Unfortunately, with great life changes come sacrifices. My housemates got fed up with me, with the mess they perceived me to leave and for one of them, my political views. So suddenly I was facing the prospect of being homeless in third year. I’m now sitting in the house I ended up in, my housemates are great in that we all keep ourselves to ourselves, I have a decent sized room and I’m opposite uni. It’s not perfect but it does the job.
So third year, this year, final year. Scary. So far this year I have been busy with assignments and have had to devote a little bit less of my time to politics, and there’s a boy in the equation too. But this year my friendships with those I met at the occupation last year and at the slightly disastrous occupation this year have strengthened to the point where I actually feel like I have a group of friends I really fit in with. We go to the pub, we talk about politics and feminism and de-genderisation and sexuality and all this fascinating stuff. My uni life is suddenly a little bit like Brian in Starter for Ten expected his to be (although I didn’t get onto the Uni Challenge team, despite my flawless pub quiz record).
I’m president of the feminist society (for admin purposes really but I do seem to do all the organising), I’m on the SocFed steering committee.
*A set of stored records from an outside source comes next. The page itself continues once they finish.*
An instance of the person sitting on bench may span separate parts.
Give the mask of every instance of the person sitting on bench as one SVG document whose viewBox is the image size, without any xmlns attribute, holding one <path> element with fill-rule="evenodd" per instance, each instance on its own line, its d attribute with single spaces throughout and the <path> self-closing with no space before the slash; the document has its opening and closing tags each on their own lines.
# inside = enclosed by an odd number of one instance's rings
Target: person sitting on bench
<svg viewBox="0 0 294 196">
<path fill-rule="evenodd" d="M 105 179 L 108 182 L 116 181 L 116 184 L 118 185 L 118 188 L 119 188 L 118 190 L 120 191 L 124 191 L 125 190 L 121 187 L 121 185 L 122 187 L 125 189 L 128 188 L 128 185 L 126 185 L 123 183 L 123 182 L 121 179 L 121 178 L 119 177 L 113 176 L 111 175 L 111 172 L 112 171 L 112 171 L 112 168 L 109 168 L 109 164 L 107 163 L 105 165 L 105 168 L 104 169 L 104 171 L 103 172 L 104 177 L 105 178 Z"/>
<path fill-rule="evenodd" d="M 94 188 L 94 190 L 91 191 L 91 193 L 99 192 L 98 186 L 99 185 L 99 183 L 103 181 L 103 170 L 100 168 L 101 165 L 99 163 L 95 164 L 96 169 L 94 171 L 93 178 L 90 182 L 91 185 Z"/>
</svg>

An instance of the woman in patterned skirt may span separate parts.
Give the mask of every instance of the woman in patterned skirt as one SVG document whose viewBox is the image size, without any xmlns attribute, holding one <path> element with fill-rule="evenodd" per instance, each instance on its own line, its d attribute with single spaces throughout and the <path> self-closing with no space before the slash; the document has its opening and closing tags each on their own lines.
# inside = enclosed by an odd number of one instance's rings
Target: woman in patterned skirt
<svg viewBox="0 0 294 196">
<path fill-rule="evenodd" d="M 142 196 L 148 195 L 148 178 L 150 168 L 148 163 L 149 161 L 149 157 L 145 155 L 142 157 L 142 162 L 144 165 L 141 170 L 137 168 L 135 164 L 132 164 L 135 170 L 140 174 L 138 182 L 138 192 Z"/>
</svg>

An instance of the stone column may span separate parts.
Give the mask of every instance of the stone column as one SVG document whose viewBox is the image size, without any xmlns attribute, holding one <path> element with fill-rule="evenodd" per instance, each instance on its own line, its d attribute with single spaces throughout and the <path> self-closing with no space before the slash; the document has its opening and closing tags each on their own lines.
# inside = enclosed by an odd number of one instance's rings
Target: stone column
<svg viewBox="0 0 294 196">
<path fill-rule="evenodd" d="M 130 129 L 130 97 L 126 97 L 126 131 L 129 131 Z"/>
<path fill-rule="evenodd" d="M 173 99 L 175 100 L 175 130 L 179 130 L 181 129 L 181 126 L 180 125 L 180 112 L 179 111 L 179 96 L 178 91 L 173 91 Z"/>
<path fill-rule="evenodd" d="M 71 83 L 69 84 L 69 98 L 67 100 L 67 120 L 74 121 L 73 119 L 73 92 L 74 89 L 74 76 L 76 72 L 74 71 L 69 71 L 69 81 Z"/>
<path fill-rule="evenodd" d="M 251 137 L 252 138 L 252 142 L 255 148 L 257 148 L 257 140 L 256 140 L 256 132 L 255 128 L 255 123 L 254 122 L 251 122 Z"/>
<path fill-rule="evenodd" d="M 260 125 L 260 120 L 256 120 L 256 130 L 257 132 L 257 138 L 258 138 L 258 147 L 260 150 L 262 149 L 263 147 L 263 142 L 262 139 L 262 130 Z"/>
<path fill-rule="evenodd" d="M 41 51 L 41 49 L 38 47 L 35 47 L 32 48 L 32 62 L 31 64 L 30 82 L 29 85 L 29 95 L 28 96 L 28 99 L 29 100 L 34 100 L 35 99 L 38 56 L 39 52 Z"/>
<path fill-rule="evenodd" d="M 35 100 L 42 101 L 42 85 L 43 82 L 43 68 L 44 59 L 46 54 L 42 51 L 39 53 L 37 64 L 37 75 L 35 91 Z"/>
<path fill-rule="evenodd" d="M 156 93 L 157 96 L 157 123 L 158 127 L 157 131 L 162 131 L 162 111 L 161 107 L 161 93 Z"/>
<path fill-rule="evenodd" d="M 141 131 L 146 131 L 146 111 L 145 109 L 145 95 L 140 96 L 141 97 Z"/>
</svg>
Come March I’ll be standing for election to the Student Union, something I never, ever would have dreamed I’d be doing 2 years ago. But most importantly, I’m me, and I’m happy and I’m making a life for myself away from the awful family stuff which I’ve neglected to mention. I still have no idea what I’ll be doing come June, although I have an ambition, but I have a sneaking suspicion I’ll be sticking around Brighton for a little while if I don’t get an environmental health job.
I guess what I really wanted to say with this is that student life changes, it evolves and even if you think you hate it, look at the friends you’re keeping, the societies your in. Don’t be afraid to be yourself, cos you’ll never be truly happy if you aren’t.